U.S. and EU Conduct Fourth Meeting of the Trade and Technology Council
On May 31, 2023, the United States and European Union held the fourth ministerial meeting of the U.S.-EU Trade and Technology Council (“TTC”). The TTC is a consultative forum created to coordinate approaches to key global trade, economic, and technology issues, and to deepen transatlantic economic relations. The TTC’s joint statement can be found here.
The fourth ministerial meeting covered a wide range of topics that focused on countering obstacles to the G7’s international rules-based system, including, among other things, diversifying supply chains, sanctions coordination, investment screening, and addressing emerging technologies such as quantum. Below is a select outline of the TTC’s outcomes and what to look for from the U.S. and EU going forward.
Cooperation on export controls and sanctions. Following Russia’s invasion of Ukraine, the U.S. and EU developed chains of communication to ensure that measures put in place to punish Russia for its actions were watertight. In particular, both the Treasury Department’s Office of Foreign Assets Control and the Commerce Department’s Bureau of Industry and Security have issued statements outlining the cooperation between the U.S. agencies and their European counterparts.
The TTC seeks to grow this cooperation through the consistent exchange of information on the application of controls as well as working to address enforcement and circumvention risks. Indeed, the U.S. and EU are coordinating with third countries to counter evasion of export restrictions on sensitive items and are conducting capacity building projects to enable third countries’ authorities to target export control evasion and circumvention more effectively.
Additionally, the TTC is working towards simplifying re-export procedures for exporters and developing a common understanding of how U.S. and EU export regulations are applied on both sides of the Atlantic. To that end, the U.S. and EU are also enhancing their technical consultation on regulatory developments.
Inbound investment screening. Last year, the U.S. announced measures aimed at strengthening its inbound investment screening mechanism, the Committee on Foreign Investment in the United States (“CFIUS”). The TTC recognizes the importance of CFIUS and similar EU mechanisms in flagging national security risks related to specific sensitive technologies and critical infrastructure. The TTC resolved to enhance U.S. and EU cooperation on inbound screening.
Outbound investment screening. Earlier this year, the U.S. took initial steps to “address the national security threats emanating from outbound investments from the United States in certain sectors critical for U.S. national security” and identify “the resources that would be required to establish and implement” such a screening program. The EU is also looking at developing a similar screening process for outbound investments. At the ministerial, the TTC recognized that addressing outbound investment concerns could be important to complement existing tools of controls on exports and inbound investments, and to that end, the TTC will be working on a coordinated response to outbound investment concerns pertaining to national security.
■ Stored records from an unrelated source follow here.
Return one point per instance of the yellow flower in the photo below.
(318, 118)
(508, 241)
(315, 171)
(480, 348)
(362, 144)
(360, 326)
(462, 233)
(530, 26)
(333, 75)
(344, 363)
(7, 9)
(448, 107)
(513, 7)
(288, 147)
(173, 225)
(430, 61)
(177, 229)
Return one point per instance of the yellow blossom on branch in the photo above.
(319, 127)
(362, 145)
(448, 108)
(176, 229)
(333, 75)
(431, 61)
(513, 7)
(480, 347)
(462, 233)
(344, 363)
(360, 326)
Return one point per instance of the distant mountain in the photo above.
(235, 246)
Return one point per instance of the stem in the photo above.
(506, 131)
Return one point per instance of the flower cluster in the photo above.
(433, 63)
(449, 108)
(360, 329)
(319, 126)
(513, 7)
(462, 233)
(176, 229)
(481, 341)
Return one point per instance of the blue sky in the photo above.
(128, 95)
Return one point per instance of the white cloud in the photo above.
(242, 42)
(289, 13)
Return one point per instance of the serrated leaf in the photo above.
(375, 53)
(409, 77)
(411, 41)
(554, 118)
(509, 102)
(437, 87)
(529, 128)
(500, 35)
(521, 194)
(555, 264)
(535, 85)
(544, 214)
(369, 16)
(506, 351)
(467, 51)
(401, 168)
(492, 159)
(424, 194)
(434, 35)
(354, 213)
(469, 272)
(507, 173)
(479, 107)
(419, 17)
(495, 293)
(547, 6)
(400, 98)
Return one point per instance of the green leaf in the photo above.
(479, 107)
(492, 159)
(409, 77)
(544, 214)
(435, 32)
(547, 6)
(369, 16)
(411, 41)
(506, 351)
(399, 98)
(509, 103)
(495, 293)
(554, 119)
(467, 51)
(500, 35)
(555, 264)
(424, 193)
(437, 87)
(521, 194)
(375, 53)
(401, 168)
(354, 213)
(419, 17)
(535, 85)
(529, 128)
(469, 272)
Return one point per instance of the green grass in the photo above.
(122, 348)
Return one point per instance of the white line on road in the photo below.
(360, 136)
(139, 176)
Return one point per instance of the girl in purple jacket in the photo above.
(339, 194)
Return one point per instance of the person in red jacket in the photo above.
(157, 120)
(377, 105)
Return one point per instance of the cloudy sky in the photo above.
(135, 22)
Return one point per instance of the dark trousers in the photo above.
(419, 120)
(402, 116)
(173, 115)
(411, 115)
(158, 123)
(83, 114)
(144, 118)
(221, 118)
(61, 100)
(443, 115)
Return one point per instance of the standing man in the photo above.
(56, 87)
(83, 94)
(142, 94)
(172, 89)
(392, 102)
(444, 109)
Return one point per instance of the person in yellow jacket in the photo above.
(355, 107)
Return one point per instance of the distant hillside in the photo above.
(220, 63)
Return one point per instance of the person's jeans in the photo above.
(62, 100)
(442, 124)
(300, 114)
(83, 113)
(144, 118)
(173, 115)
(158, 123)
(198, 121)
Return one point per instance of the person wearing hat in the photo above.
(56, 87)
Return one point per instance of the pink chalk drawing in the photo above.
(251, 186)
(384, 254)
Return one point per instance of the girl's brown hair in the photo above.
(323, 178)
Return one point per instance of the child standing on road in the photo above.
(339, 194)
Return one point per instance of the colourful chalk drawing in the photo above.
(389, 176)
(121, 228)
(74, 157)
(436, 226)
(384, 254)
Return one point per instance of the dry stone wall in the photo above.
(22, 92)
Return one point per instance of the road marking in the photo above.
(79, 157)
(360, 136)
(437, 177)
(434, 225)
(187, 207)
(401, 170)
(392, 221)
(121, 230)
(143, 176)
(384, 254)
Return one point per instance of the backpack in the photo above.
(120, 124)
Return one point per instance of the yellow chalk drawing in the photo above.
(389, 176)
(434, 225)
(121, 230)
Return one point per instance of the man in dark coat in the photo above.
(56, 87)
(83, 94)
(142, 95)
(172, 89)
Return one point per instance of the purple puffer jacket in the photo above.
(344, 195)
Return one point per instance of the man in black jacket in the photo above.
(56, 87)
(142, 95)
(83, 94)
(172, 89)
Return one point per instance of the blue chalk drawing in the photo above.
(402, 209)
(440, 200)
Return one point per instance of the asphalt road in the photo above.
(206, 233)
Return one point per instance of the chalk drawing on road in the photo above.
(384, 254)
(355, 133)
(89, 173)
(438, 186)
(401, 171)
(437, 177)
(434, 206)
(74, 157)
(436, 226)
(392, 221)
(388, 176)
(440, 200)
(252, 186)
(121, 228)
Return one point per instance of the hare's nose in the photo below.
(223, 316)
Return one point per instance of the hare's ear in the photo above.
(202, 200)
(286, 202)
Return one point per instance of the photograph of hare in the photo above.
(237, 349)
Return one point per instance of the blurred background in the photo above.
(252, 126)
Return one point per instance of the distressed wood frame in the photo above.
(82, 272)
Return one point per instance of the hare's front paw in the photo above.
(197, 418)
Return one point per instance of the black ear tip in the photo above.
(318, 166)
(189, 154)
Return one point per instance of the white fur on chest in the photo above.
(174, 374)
Semiconductors. One of the TTC’s overarching goals is securing supply chains for equitable use, which especially includes semiconductors as a critical technology. To that end, the TTC has developed an early warning mechanism for disruptions in the semiconductor supply chain. The TTC is also mindful of the competing U.S. CHIPS and Science Act and the European Chips Act. To prevent a “race to the bottom,” the TTC has put in place a consultation process to facilitate communication that will prevent further subsidy escalations.
Quantum technology. The TTC, recognizing the complex and fast-paced nature of the advancement of quantum technology, has established a joint Task Force to address open questions on science and technology cooperation in quantum technologies. The Task Force will be responsible for ensuring collaboration in research & development, the identification of critical components, standardization, defining benchmarking of quantum computers, and export control related issues for this technology.
Critical minerals. The TTC emphasized the need for the U.S. and EU to work together on supply chains for critical minerals, metals, and material inputs. The U.S. and EU are both reliant on imports, often from limited sources. This reliance leaves the countries vulnerable to disruptions such as geopolitical shocks and natural disasters. The TTC will be prioritizing securing the critical mineral supply chain going forward.
The U.S. and EU, despite recent irritants regarding subsidies in the aforementioned CHIPS and Science Act and the European Chips Act, will continue to develop their policy coordination and implementation on amicable terms. The transatlantic economic relationship still has a lot of room to grow with a laser focus on boxing out countries that are looking to circumvent the G7’s international framework. While there may be challenges in implementing some of the outcomes of the TTC’s meeting, the U.S. and EU will likely be able to contain any potential setbacks through constructive dialogues established by the TTC.